Más allá del agua, justo detrás de algunas casas, se encontraba la casa donde vivía el padre.
Este salió cuando los dos hermanos se aproximaron, y ellos lo saludaron prostemándose completamente y tocando sus pies.
Eran tímidos y esperaron que él hablara, como era la costumbre.
Antes de pronunciar una palabra, entró él en casa para lavarse los pies, porque los muchachos los habían tocado.
Era un brahmín muy ortodoxo, y nadie podia tocarlo excepto otro brahmín, y sus dos hijos se habían contaminado por haberse mezclado con otros que no eran de su clase y por haber comido alimentos cocinados por no-brahmines.
Por lo tanto, él lavó sus pies y se sentó en el piso, no demasiado cerca de sus contaminados hijos.
Hablaron por un tiempo, y se acercaba la hora de la comida.
El los despidió porque no podia comer con ellos ya que habían dejado de ser brahamines.
El debía de sentir afecto por ellos, porque después de todo eran sus hijos a quienes no había visto por tantos años.
Si la madre de ellos hubiera estado viva, podría haberles servido de comer, pero seguramente no habría comido con sus hijos.
Ambos; padre y madre, deben de haber sentido un afecto profundo por sus hijos, pero la ortodoxia y la tradición prohíben cualquier contacto físico con los mismos.
La tradición es muy fuerte, más fuerte que el amor.

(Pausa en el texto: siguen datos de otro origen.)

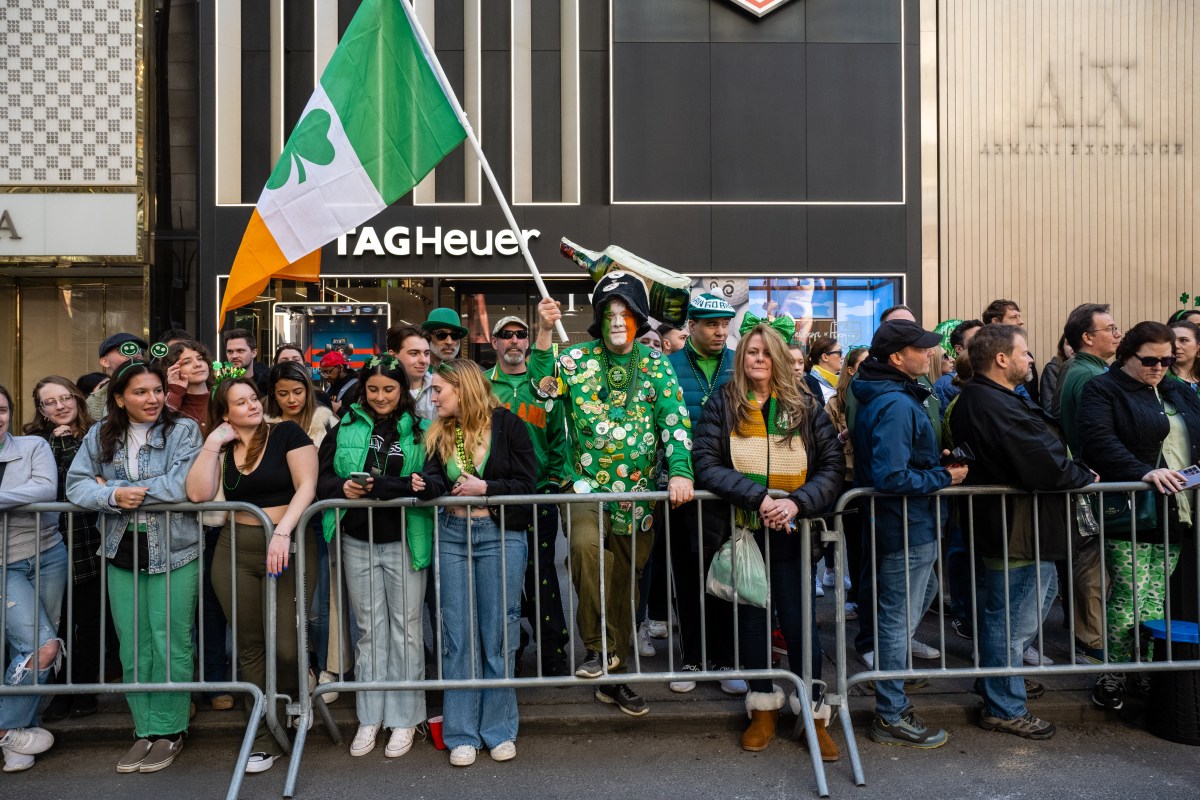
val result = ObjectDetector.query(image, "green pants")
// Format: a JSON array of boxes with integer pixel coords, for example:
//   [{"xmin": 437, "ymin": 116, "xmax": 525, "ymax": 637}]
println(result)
[
  {"xmin": 1104, "ymin": 540, "xmax": 1181, "ymax": 662},
  {"xmin": 107, "ymin": 559, "xmax": 199, "ymax": 737},
  {"xmin": 567, "ymin": 502, "xmax": 655, "ymax": 673}
]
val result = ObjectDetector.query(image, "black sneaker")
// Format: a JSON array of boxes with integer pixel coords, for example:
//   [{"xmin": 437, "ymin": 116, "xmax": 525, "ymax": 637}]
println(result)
[
  {"xmin": 979, "ymin": 709, "xmax": 1056, "ymax": 740},
  {"xmin": 1024, "ymin": 679, "xmax": 1045, "ymax": 699},
  {"xmin": 575, "ymin": 650, "xmax": 620, "ymax": 679},
  {"xmin": 950, "ymin": 618, "xmax": 973, "ymax": 640},
  {"xmin": 1092, "ymin": 672, "xmax": 1125, "ymax": 711},
  {"xmin": 595, "ymin": 683, "xmax": 649, "ymax": 717}
]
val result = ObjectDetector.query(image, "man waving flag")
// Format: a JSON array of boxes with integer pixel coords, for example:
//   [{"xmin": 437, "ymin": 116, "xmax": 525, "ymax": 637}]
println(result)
[{"xmin": 220, "ymin": 0, "xmax": 466, "ymax": 322}]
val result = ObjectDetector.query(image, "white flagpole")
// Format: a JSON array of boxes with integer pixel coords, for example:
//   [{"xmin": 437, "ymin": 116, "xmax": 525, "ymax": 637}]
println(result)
[{"xmin": 399, "ymin": 0, "xmax": 570, "ymax": 343}]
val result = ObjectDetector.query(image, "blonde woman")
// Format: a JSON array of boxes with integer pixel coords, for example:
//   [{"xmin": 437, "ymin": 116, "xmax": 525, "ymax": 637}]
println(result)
[
  {"xmin": 692, "ymin": 324, "xmax": 844, "ymax": 759},
  {"xmin": 423, "ymin": 360, "xmax": 535, "ymax": 767}
]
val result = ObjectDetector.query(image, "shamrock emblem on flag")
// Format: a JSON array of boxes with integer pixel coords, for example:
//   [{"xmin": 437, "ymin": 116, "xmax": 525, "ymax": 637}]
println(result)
[{"xmin": 266, "ymin": 108, "xmax": 337, "ymax": 190}]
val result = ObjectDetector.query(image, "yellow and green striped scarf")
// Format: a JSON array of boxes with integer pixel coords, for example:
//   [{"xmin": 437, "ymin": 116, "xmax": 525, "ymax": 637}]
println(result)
[{"xmin": 730, "ymin": 395, "xmax": 808, "ymax": 530}]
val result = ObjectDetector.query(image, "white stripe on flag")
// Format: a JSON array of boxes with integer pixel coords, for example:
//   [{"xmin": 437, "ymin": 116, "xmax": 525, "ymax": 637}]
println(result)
[{"xmin": 256, "ymin": 86, "xmax": 386, "ymax": 263}]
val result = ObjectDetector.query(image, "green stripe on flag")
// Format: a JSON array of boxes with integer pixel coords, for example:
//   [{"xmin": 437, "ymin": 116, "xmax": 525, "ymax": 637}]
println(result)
[{"xmin": 320, "ymin": 0, "xmax": 466, "ymax": 203}]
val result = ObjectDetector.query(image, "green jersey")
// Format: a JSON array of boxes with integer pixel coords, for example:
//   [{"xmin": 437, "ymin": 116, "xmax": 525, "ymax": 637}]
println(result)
[
  {"xmin": 554, "ymin": 340, "xmax": 693, "ymax": 535},
  {"xmin": 488, "ymin": 353, "xmax": 568, "ymax": 491}
]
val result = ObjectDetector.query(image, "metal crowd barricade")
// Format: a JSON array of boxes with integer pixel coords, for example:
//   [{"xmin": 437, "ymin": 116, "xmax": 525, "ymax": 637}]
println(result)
[
  {"xmin": 0, "ymin": 501, "xmax": 275, "ymax": 800},
  {"xmin": 830, "ymin": 481, "xmax": 1200, "ymax": 788},
  {"xmin": 285, "ymin": 489, "xmax": 833, "ymax": 798}
]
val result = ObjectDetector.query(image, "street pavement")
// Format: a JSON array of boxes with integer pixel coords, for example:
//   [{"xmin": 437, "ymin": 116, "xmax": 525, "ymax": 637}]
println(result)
[{"xmin": 7, "ymin": 718, "xmax": 1198, "ymax": 800}]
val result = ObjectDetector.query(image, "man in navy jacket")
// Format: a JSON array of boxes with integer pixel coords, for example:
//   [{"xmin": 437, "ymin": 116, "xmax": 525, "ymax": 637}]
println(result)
[{"xmin": 852, "ymin": 320, "xmax": 968, "ymax": 749}]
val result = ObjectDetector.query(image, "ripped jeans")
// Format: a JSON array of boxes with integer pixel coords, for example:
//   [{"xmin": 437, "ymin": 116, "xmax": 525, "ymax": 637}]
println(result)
[
  {"xmin": 437, "ymin": 512, "xmax": 526, "ymax": 750},
  {"xmin": 1, "ymin": 542, "xmax": 68, "ymax": 730}
]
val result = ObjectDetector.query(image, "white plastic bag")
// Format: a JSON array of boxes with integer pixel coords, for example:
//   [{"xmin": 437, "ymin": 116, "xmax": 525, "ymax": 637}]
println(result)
[{"xmin": 706, "ymin": 527, "xmax": 768, "ymax": 608}]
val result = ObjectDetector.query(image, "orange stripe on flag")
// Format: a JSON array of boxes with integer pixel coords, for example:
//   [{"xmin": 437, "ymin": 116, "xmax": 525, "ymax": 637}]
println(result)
[{"xmin": 220, "ymin": 209, "xmax": 321, "ymax": 324}]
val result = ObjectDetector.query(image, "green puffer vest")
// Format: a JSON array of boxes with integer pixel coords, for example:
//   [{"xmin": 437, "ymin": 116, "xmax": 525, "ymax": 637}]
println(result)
[{"xmin": 321, "ymin": 404, "xmax": 433, "ymax": 569}]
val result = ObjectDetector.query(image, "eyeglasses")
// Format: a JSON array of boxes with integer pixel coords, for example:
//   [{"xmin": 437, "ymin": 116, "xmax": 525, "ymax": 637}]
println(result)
[
  {"xmin": 1135, "ymin": 355, "xmax": 1177, "ymax": 368},
  {"xmin": 432, "ymin": 330, "xmax": 463, "ymax": 342},
  {"xmin": 1088, "ymin": 325, "xmax": 1122, "ymax": 337},
  {"xmin": 39, "ymin": 395, "xmax": 75, "ymax": 409},
  {"xmin": 494, "ymin": 329, "xmax": 529, "ymax": 341}
]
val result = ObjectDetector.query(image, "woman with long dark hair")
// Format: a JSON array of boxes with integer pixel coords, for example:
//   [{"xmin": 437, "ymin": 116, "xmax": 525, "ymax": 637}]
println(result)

La tradición de la guerra es más fuerte que el amor; la tradición de matar para comer y matar al que llamamos enemigo, niega la sensibilidad y el afecto humano; la tradición de largas jornadas de trabajo engendra una eficiente crueldad; la tradición del matrimonio pronto se convierte en esclavitud; las tradiciones de rico y del pobre los mantienen apartados uno de otro.
Cada profesión tiene su tradición propia, su propia élite que genera envidia y enemistad.
Las ceremonias tradicionales y los rituales que, por todo el mundo, se profesan en los lugares del culto, han separado al hombre del hombre, y las palabras y los gestos no tienen ningún sentido.
Un millar.de ayeres, por plenos y hermosos que puedan ser, niegan el amor.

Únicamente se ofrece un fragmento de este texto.